Les archives gardaient trace des trois disparitions, le même jour, trois jeunes acolytes, au treizième mois sept ans plus tôt. Le rapport disait qu'on les avait cherchés sans succès et concluait que pour quelque raison ils avaient d'évidence voulu fuir l'ordre et faire perdre leur trace. Jarvis frémit d'horreur. Il quitta le moutier avec Fresth dès que possible. Mais il nota la chose et se dit qu'il devait aussi trouver le moyen de faire cesser de tels abus de pouvoirs criminels. Il devrait aussi parler de ça avec Trake, dès son retour. Comme il avait quitté ce moutier et celui de Fresth de façon anticipé, il avait un mois d'avance par rapport à son plan de voyage. Il pensa à rester plus longtemps au moutier des Droits où ils se rendaient. L'un des leurs pourrait peut-être l'aider sur ce grave problème.

Fresth interrompit ses pensées : "C'était un cauchemar, là-dedans. Surtout pour les novices. S'attendre à être convoqué à tout instant : allez, prépare-toi, j'ai envie de toi tout de suite. Et ne pas pouvoir dire non. Gerog, le novice, pour pouvoir faire l'amour avec moi, a dû se laisser enculer après par cet acolyte gras. Et il devait aussi apaiser la faim de Haïne. Il dit que Haïne n'est pas mauvais, au lit. Mais c'est du genre : fais ceci, fais cela, écarte les fesses, suce ma bite... comme si c'était des esclaves. N'est-ce pas horrible ?"

"Ça l'est."

"Gerog est un gentil garçon, il ne mérite pas une telle vie."

"Personne ne la mérite. Mais dis-moi, il te plaisait, Gerog ?"

"Un beau garçon, plein de désir de faire l'amour, et pas juste de baiser. Mais là-bas, la sexualité est avilie, et même dépravée."

"Et toi, que ferais-tu si tu devais vivre là-bas ?"

"Je crains que comme les autres, je m'adapterais et je subirais.
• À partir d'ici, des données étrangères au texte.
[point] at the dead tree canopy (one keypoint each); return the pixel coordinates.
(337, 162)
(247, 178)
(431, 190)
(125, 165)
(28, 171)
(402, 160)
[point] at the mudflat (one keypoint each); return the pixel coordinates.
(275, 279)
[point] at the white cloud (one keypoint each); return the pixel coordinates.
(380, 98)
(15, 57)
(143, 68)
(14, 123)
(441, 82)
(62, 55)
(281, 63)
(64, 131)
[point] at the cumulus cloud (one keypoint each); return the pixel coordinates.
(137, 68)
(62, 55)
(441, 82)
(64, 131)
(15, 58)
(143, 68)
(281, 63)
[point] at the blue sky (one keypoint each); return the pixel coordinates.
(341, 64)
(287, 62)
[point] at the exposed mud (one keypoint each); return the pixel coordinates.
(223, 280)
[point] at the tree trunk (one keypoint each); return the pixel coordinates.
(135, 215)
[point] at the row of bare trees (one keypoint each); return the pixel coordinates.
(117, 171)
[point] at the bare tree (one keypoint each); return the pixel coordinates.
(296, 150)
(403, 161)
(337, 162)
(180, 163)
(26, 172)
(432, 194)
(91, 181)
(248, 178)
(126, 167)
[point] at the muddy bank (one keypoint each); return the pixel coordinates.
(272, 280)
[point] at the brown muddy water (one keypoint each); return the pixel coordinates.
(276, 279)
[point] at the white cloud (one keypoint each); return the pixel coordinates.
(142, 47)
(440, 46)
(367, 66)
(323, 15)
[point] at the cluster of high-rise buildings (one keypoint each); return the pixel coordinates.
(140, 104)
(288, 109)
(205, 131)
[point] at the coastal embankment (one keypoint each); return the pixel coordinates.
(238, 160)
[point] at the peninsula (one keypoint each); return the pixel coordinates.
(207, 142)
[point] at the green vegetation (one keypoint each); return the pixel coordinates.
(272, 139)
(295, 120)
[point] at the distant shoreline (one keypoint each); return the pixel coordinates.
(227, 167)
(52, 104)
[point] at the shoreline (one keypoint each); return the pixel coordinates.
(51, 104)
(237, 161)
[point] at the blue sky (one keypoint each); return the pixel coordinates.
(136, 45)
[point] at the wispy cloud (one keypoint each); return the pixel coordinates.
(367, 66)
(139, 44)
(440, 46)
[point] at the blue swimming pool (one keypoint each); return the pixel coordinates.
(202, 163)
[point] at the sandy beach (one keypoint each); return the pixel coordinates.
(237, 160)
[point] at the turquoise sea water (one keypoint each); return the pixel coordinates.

Je chercherais à me tailler une petite cachette dans un coin de mon cœur, pour ne pas mourir là au milieu. Comme fait Gerog: la nuit, il prend souvent la main de son voisin, pendant qu'ils s'endorment."

"Ils sont amants ?"

"Non, juste amis, ils s'aiment bien, vraiment. Parfois, ils vont faire l'amour à la distillerie, payant à tour de rôle l'usage de la petit pièce. Son ami appartient au doyen qui semble même être un homme violent, au lit. Parmi eux, il y a un novice que personne ne semble aimer au noviciat. Il appartient aussi au doyen. Il fait tout son possible pour lui plaire, peut-être espère-t-il devenir un nouveau Haïne, plus tard."
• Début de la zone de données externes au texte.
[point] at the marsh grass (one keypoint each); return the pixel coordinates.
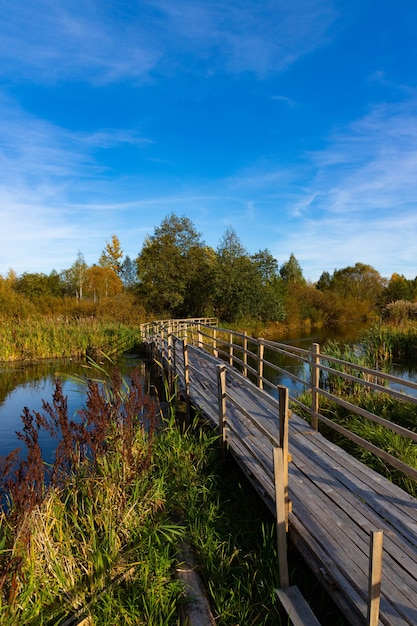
(46, 338)
(392, 409)
(99, 539)
(384, 342)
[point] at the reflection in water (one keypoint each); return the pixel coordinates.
(28, 385)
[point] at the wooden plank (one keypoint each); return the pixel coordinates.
(337, 500)
(375, 574)
(296, 607)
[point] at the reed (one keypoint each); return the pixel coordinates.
(100, 537)
(46, 338)
(390, 408)
(384, 342)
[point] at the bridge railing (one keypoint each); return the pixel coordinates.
(312, 378)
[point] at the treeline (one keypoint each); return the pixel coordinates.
(177, 275)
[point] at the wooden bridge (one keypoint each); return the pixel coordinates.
(355, 529)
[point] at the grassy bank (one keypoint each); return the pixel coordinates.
(97, 535)
(45, 338)
(371, 355)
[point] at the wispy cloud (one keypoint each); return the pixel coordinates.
(48, 40)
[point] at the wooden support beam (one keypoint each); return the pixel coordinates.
(283, 396)
(375, 575)
(186, 380)
(315, 382)
(281, 517)
(296, 607)
(221, 398)
(261, 350)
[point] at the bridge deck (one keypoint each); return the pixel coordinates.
(336, 500)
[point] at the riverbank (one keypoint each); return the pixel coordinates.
(48, 338)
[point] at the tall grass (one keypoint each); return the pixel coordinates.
(44, 338)
(384, 342)
(98, 533)
(390, 408)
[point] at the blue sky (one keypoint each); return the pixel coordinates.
(292, 121)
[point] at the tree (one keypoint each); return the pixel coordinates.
(73, 278)
(324, 282)
(266, 265)
(235, 279)
(291, 272)
(398, 288)
(101, 282)
(39, 286)
(360, 281)
(172, 264)
(112, 255)
(128, 273)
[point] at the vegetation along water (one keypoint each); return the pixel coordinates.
(95, 530)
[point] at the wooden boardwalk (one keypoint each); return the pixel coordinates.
(337, 502)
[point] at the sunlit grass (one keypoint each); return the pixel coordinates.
(44, 338)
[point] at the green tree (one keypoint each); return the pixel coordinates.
(101, 282)
(112, 256)
(398, 288)
(237, 280)
(128, 273)
(291, 272)
(359, 281)
(39, 286)
(73, 278)
(172, 264)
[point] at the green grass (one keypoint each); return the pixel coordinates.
(392, 409)
(44, 338)
(102, 540)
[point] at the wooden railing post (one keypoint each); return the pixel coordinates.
(315, 382)
(221, 397)
(261, 350)
(245, 353)
(283, 396)
(374, 580)
(279, 462)
(215, 351)
(186, 379)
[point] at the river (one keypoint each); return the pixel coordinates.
(27, 385)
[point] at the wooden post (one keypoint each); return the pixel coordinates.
(174, 372)
(215, 351)
(170, 365)
(375, 573)
(221, 397)
(315, 382)
(283, 442)
(186, 379)
(278, 459)
(245, 353)
(261, 349)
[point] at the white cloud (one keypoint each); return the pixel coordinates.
(98, 42)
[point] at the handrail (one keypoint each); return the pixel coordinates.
(254, 358)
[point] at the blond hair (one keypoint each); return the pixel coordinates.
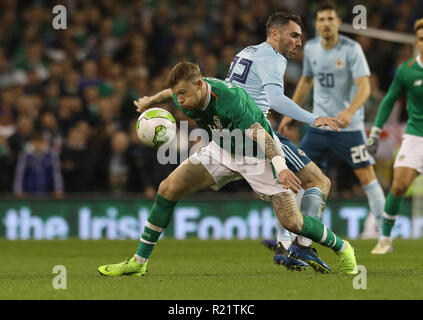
(418, 25)
(183, 71)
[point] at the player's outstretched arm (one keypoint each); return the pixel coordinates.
(285, 176)
(363, 93)
(146, 102)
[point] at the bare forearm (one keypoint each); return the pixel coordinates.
(302, 90)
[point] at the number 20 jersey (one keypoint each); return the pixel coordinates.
(334, 71)
(253, 68)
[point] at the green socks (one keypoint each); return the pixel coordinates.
(392, 207)
(315, 230)
(157, 222)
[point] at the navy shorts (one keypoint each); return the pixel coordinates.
(295, 158)
(318, 144)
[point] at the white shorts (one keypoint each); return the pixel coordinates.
(224, 168)
(410, 154)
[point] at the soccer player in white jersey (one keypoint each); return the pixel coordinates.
(336, 68)
(259, 69)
"Tu en as découvert plus en quelques jours que moi en un mois. Tu as été excellent." Dit Jarvis.

Le garçon sourit, ravi.

Quand ils furent au moutier des Droits, Jarvis parla de cet abus de pouvoir avec un jeune maître.

Ce dernier l'écouta puis dit : "Malheureusement, nous ne pouvons pas faire grand chose, à moins qu'ils ne se rebellent tous. D'après la loi, celui qui a été dénoncé ne peut plus dénoncer. Mais si celui qui a dénoncé était accusé par d'autres de faux témoignage, des choses seraient possibles. Certes, la loi prévoit que la dénonciation doit émaner de trois témoins oculaires, justement pour éviter les abus de pouvoir, mais s'il y a collusion entre les trois accusateurs, il n'y a pas grand chose à faire. D'ailleurs, que faire ? Le fait que la loi exige trois témoins permet à beaucoup d'échapper à la justice. Et puis la loi ne peut pas être changée. La loi est parfaite. On peut juste essayer de l'appliquer correctement : c'est notre but, aux Droits. Dieu nous a donné la loi parce qu'il sait l'homme faible et tenté par le mal."
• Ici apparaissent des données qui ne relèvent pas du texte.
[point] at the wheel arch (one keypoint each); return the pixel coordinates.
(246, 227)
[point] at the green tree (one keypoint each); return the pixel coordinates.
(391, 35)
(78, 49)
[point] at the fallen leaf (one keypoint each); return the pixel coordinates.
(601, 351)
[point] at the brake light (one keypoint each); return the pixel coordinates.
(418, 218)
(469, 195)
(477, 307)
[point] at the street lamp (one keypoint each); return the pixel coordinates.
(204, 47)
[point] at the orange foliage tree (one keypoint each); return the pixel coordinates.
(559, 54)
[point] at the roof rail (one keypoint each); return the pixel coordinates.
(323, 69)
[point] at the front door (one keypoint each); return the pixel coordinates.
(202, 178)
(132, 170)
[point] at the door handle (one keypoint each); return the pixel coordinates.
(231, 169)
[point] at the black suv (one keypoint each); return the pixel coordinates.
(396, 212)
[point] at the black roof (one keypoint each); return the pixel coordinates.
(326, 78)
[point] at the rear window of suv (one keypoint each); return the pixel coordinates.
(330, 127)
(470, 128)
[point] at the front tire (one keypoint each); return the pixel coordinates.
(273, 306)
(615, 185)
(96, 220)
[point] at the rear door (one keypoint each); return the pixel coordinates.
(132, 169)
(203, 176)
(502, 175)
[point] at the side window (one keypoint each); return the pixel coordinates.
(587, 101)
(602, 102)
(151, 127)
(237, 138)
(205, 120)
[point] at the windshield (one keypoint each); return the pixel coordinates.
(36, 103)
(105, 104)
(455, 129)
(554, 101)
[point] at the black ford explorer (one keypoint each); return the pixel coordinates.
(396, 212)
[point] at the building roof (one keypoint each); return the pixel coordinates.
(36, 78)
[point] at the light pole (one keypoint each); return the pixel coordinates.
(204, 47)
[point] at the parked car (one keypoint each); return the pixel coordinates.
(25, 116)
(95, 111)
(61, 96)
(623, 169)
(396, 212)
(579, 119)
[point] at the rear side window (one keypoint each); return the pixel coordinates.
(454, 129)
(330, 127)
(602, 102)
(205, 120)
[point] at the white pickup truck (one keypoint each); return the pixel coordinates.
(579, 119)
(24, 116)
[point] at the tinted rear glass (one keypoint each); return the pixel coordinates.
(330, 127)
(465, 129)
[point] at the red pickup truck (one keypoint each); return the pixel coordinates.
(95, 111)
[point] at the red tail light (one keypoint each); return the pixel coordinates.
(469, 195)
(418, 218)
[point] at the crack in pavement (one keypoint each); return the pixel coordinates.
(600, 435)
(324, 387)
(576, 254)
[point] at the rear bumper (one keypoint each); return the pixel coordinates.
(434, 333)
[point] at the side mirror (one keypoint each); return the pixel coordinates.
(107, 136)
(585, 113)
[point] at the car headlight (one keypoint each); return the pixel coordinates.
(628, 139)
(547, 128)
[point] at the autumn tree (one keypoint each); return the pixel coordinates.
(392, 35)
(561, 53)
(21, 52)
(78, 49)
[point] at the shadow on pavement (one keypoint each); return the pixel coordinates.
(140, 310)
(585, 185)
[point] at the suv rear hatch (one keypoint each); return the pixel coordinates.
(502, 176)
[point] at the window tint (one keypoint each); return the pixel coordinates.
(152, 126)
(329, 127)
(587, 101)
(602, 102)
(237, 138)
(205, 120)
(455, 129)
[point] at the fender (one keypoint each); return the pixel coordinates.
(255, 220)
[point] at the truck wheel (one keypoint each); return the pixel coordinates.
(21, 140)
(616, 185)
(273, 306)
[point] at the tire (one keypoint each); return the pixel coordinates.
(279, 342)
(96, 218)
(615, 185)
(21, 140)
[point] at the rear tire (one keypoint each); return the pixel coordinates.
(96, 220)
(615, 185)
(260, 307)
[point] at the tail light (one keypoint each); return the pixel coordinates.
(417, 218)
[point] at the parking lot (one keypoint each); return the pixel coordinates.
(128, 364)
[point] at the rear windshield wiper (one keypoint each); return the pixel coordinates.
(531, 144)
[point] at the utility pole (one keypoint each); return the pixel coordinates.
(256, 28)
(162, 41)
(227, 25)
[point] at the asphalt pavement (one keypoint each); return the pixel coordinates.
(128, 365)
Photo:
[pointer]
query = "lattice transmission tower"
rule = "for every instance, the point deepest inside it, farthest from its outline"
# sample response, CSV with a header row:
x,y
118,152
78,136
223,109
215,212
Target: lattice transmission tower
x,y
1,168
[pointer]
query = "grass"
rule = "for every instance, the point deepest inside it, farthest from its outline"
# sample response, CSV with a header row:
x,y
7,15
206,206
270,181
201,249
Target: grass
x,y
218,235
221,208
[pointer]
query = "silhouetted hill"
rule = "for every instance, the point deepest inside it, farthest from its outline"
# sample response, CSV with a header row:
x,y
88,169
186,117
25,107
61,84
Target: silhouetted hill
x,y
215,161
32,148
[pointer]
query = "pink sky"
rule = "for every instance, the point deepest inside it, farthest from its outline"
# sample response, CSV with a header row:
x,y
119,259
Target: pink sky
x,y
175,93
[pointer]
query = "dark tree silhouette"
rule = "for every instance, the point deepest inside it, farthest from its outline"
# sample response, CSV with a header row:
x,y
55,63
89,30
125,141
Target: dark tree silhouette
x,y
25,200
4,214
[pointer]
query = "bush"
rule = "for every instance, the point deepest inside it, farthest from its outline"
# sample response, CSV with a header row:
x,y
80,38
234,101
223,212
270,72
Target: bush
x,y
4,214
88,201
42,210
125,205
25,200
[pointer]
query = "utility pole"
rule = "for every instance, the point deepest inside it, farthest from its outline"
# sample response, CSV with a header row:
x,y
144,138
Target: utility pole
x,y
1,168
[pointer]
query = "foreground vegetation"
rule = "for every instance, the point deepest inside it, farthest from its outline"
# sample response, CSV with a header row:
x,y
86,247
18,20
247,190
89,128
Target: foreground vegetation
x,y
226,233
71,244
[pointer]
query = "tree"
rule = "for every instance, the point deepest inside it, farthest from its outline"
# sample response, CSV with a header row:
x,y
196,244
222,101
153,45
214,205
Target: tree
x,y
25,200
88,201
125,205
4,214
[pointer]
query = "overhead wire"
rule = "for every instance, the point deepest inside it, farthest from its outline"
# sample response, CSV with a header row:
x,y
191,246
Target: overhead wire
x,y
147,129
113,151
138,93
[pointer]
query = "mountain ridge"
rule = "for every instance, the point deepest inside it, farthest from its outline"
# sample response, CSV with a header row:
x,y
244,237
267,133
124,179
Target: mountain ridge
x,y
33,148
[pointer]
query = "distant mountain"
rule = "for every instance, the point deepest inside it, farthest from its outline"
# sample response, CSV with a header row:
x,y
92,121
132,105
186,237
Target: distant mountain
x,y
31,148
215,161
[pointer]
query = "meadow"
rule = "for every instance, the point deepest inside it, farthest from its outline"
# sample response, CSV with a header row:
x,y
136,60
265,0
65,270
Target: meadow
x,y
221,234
"Si la loi contre les crimes sexuels n'existait pas, ce trio ne pourrait pas exercer leur pouvoir pervers."

"Ne soyez pas absurde, voire hérétique ! La loi est juste. C'est l'homme qui la corrompt à son profit. S'il n'y avait pas de loi sur les crimes sexuels, le monde se transformerait en une vaste porcherie, croyez-moi. La famille disparaîtrait, or c'est la base de notre société. Et c'est toute la société civile qui disparaîtrait. Il vaut mieux que se produise les abus dont vous me parlez. Ce trio est l'exception qui confirme la règle."

"Mais la loi est détournée de mille façons. Croyez-vous, par exemple, que tous les adultères sont surpris et punis ?"

"Oh, bien sûr que non. On n'en surprend pas le dixième. Mais grâce à cette loi, les adultères restent minoritaires. Sans cette loi, il y aurait plus d'adultères que de couples fidèles, croyez-moi."

"Peut-être est-ce parce que le couples ne se choisissent pas, mais sont presque toujours désignés par les parents, ne croyez-vous pas ?"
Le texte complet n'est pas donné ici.